Es pronto para reprochar falta de contundencia y profundidad a las primeras decisiones económicas de Rajoy, conforme. Por lo pronto ahí están éstas y dentro de poco lo más seguro es que vendrán algunas de mayor envergadura.
Entre ellas, se echa de menos desde hace tiempo una verdadera reforma fiscal que saque a flote la economía sumergida, bajo la que se esconden cifras multimillonarias, de las que únicamente se benefician sus poseedores.
Pero no sólo es una cuestión monetaria, es que detrás de ese mundo opaco lo que hay es, sobre todo, un comportamiento radicalmente insolidario (eluden sus obligaciones fiscales y tapan sus fortunas pero se aprovechan al máximo de las prestaciones públicas).
Si se consiguiera aflorar esa bolsa de dinero oculto se habría dado un gran paso, y se podría empezar a hablar de transparencia y equidad.
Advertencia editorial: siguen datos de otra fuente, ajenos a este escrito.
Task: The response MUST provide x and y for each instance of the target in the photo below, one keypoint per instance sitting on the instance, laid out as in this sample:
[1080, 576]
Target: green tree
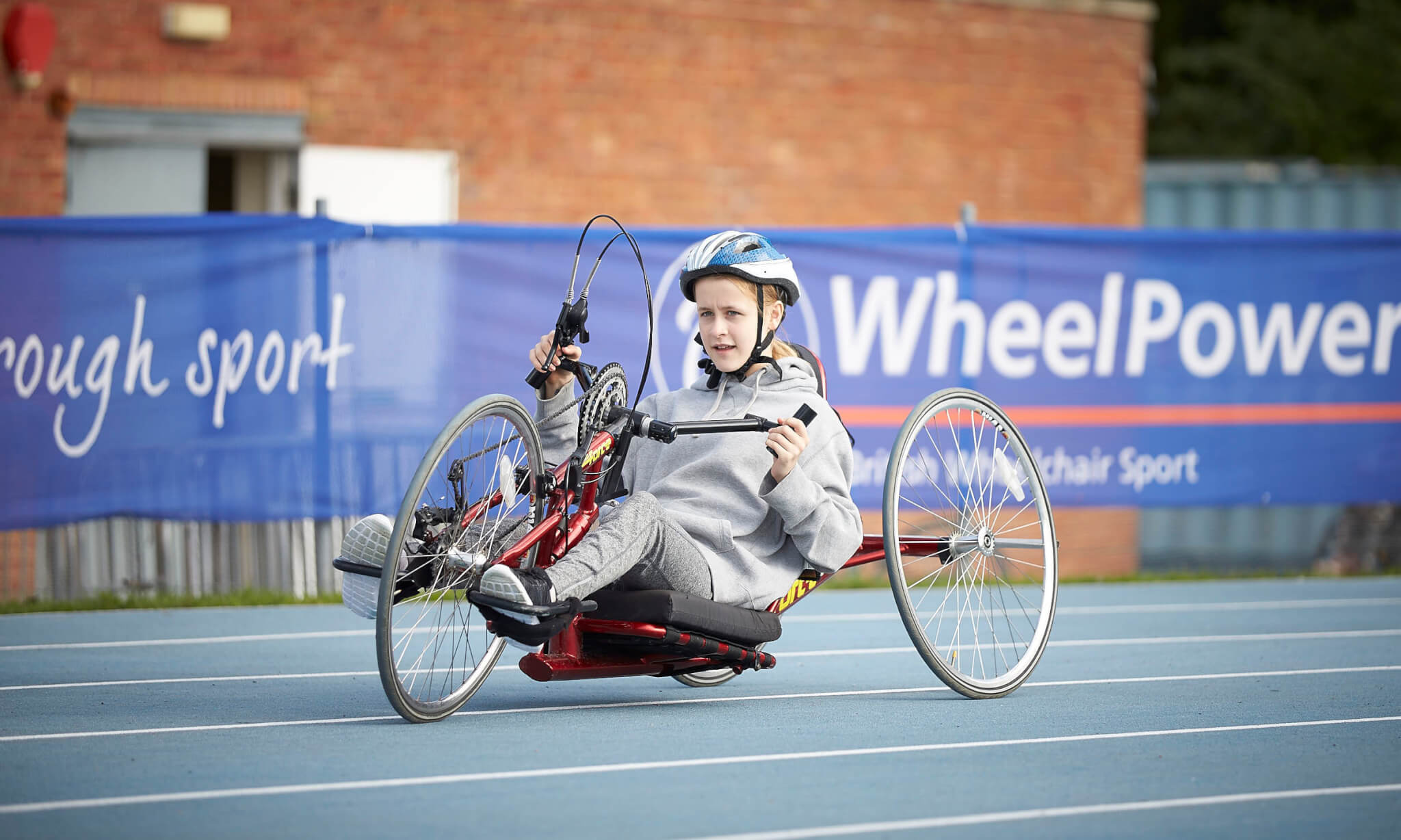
[1288, 79]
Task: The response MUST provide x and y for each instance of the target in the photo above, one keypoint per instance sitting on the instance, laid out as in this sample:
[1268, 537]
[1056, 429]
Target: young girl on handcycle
[727, 517]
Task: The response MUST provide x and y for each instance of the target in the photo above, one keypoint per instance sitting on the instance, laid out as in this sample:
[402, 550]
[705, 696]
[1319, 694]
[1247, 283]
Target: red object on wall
[28, 41]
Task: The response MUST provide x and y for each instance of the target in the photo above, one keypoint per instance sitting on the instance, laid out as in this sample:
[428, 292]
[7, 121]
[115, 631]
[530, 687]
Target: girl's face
[727, 318]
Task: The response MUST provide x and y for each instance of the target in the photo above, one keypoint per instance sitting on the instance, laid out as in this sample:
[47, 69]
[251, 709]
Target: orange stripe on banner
[1208, 415]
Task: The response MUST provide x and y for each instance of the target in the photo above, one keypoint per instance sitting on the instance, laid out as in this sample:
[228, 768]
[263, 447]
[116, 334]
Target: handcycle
[967, 541]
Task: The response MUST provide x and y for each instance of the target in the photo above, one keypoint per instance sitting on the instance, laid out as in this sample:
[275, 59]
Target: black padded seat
[687, 612]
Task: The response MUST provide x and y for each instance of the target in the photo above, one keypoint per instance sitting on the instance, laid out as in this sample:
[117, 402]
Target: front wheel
[970, 545]
[471, 497]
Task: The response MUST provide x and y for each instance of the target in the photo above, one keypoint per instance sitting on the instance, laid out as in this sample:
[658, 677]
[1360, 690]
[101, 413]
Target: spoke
[1027, 616]
[1025, 603]
[1013, 517]
[928, 590]
[1025, 643]
[977, 465]
[1006, 492]
[1005, 531]
[921, 464]
[952, 476]
[961, 460]
[939, 611]
[952, 524]
[1020, 562]
[976, 642]
[1002, 601]
[935, 573]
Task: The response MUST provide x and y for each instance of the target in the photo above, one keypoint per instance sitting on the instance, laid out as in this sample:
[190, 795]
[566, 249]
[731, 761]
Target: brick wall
[672, 112]
[663, 112]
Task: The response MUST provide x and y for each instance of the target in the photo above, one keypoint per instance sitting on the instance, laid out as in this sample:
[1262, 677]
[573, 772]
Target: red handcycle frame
[565, 657]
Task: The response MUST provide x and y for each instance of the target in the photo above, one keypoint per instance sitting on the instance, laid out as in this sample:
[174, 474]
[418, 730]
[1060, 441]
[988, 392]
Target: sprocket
[610, 389]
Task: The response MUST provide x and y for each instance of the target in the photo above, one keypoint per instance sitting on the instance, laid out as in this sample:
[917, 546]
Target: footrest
[544, 611]
[688, 612]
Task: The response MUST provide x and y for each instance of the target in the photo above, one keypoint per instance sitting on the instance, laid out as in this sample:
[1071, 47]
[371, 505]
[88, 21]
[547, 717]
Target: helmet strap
[757, 356]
Y lo mismo sucede con la necesidad de un control más eficaz de la actividad bancaria, tras la que se parapetan privilegios tributarios y formas de negocios que no rinden cuentas al Estado.
Con estos toros tan difíciles de lidiar nadie se ha atrevido hasta ahora, ni antes con un signo político supuestamente progresista ni por ahora en que corresponde el turno a los llamados conservadores. Y si fue decepcionante que no lo hicieran los sucesivos gobiernos de izquierdas, no lo será menos que, en adelante, todo eso continúe siendo algo intocable.
Para empezar no se puede tachar de "timoratos" estos pasos iniciales para aplacar el desequilibrio presupuestario, pero no pocas de las medidas adoptadas desprenden un inequívoco tufo populista. La consigna es recortar todo lo que se pueda, y si con esto se produce un escarmiento público, mucho mejor.
La gente, que está envenenada por el derroche y el dispendio que se viene atribuyendo a las subvenciones, es fácil de satisfacer. Les hace felices que se hayan reducido las ayudas a partidos políticos, sindicatos y patronal, “esos mangantes”.
Pero todo el mundo sabe que, en las grandes cuentas de la nación, esas cantidades no significan un ahorro sustancial. Su incidencia es relativa y eso lo puede deducir hasta el más torpe de los expertos. Pero, ahora bien, tienen un formidable efecto propagandístico.